Temptation takes an infinite number of forms. It is ever present, and what is tempting for you might not be tempting for your spouse, or for another couple. So, if a countless number of things are constantly flying around trying to attack our marriages, what can we do?
A few years ago, a friend made the following observation: “You can’t stop the birds from flying overhead, but you can keep them from nesting in your hair.” While I’m sure that saying is not original to him, the point is well-taken. We can’t stop the temptations from arising. There’s always going to be a Hooters billboard alongside the interstate, or a Victoria’s Secret commercial on TV, or access to things on the internet that will be harmful to a healthy marriage. There will always be temptations to not tell the whole story and think, “what he/she doesn’t know won’t hurt,” when we know that it really will. There will always be temptations to manipulate, coerce, or otherwise get our own way, even if it means putting self before our marriages. But being surrounded by temptations is radically different from letting temptation take up residence in your heart and mind.

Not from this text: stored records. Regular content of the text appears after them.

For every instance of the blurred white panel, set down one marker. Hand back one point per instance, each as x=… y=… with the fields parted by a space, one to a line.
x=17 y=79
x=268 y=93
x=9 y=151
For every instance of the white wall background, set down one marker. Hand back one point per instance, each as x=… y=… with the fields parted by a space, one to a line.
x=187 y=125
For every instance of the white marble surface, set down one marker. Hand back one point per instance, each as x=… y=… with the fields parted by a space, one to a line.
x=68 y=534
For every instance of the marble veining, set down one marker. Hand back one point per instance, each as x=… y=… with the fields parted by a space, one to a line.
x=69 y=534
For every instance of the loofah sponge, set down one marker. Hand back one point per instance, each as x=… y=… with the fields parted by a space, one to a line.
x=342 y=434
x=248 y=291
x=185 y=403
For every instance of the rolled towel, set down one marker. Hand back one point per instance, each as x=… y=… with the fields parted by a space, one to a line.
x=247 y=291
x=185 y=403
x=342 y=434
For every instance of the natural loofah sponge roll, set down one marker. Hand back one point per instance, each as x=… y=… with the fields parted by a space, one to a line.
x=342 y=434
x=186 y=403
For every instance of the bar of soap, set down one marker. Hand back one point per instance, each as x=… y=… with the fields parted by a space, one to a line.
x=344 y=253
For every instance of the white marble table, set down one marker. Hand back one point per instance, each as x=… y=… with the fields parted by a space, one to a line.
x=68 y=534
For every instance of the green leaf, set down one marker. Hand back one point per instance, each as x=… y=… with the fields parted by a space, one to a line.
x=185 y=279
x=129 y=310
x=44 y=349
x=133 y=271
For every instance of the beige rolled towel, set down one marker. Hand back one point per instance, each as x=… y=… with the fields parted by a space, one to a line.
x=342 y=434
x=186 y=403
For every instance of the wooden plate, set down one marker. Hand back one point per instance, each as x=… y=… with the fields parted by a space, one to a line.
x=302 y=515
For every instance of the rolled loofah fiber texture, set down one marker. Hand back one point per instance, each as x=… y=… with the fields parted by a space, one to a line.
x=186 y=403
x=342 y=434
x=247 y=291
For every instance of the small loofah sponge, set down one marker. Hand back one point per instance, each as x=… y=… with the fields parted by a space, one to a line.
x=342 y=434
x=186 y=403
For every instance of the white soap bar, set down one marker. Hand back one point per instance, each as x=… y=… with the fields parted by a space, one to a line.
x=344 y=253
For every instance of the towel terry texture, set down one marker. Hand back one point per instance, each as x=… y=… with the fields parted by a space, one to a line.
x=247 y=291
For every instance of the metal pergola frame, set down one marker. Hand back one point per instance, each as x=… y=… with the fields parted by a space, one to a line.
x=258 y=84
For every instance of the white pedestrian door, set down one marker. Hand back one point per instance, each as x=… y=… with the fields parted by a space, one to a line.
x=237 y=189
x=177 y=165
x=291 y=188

You can’t stop the birds from flying overhead. But there certainly are some warning signs when the birds are trying to build a nest in your hair.

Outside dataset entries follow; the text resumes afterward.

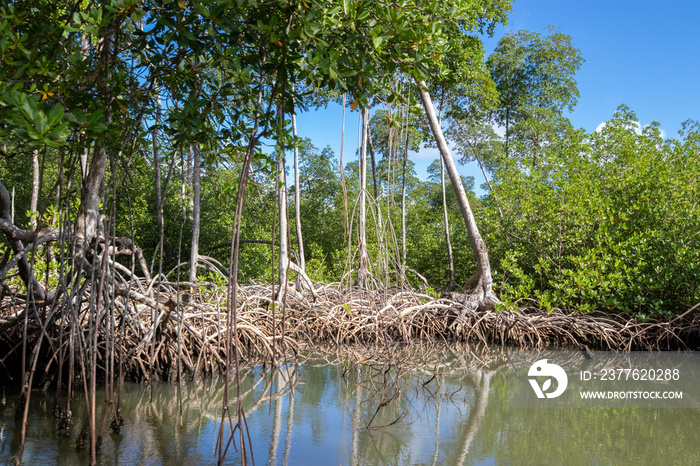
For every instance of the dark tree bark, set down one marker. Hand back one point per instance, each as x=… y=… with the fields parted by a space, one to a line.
x=479 y=288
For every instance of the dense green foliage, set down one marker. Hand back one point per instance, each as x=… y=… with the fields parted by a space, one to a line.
x=605 y=221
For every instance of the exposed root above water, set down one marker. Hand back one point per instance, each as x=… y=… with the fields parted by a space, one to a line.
x=142 y=337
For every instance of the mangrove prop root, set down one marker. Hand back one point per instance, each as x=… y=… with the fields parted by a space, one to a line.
x=331 y=314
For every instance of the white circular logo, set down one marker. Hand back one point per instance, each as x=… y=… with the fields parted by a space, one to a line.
x=541 y=369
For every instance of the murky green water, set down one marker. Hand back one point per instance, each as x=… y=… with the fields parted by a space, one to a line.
x=349 y=408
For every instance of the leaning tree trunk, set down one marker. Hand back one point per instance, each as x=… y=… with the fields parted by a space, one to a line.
x=156 y=166
x=362 y=273
x=403 y=196
x=194 y=251
x=34 y=203
x=283 y=261
x=446 y=220
x=480 y=286
x=447 y=224
x=297 y=196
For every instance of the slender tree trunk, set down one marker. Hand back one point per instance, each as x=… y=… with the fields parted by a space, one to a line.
x=447 y=224
x=34 y=203
x=196 y=176
x=156 y=165
x=282 y=200
x=403 y=197
x=342 y=174
x=362 y=241
x=482 y=295
x=297 y=197
x=444 y=201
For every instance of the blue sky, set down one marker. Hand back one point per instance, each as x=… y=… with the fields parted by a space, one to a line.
x=644 y=54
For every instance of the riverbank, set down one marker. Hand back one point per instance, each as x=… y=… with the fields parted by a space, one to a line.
x=188 y=332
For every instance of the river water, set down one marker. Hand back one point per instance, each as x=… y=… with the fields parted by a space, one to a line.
x=436 y=405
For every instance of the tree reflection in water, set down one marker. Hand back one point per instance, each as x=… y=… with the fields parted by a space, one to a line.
x=398 y=404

- First, if it is something you feel compelled to keep a secret from your spouse, you are creating and facilitating an environment for temptation to live and grow. “You don’t need to know my password for Facebook.” “Please don’t tell my wife we had this lunch together.”
- Second, if you think through how you would explain/rationalize/justify the behavior, before you do something, then you are creating a path for temptation to find a home in your heart. “If she comes in, I’ll say I accidentally hit a link that I didn’t mean to.” “If he notices money missing from the bank account, I’ll blame it on a bank error, until I can figure out a way to explain it.”
- Third, if you spend inordinate amounts of time and energy to convince yourself that the behavior is not that bad, temptation is taking root. “What’s her problem? Everybody does it. What’s the big deal?” “Why is he so upset? I could be doing stuff a whole lot worse than this.”
- Fourth, if you become so comfortable with the temptation that you no longer even notice it, the birds have begun to build. “I didn’t lie. Why would you say that?” “I’m not ‘being hateful.’ You just don’t care about me.”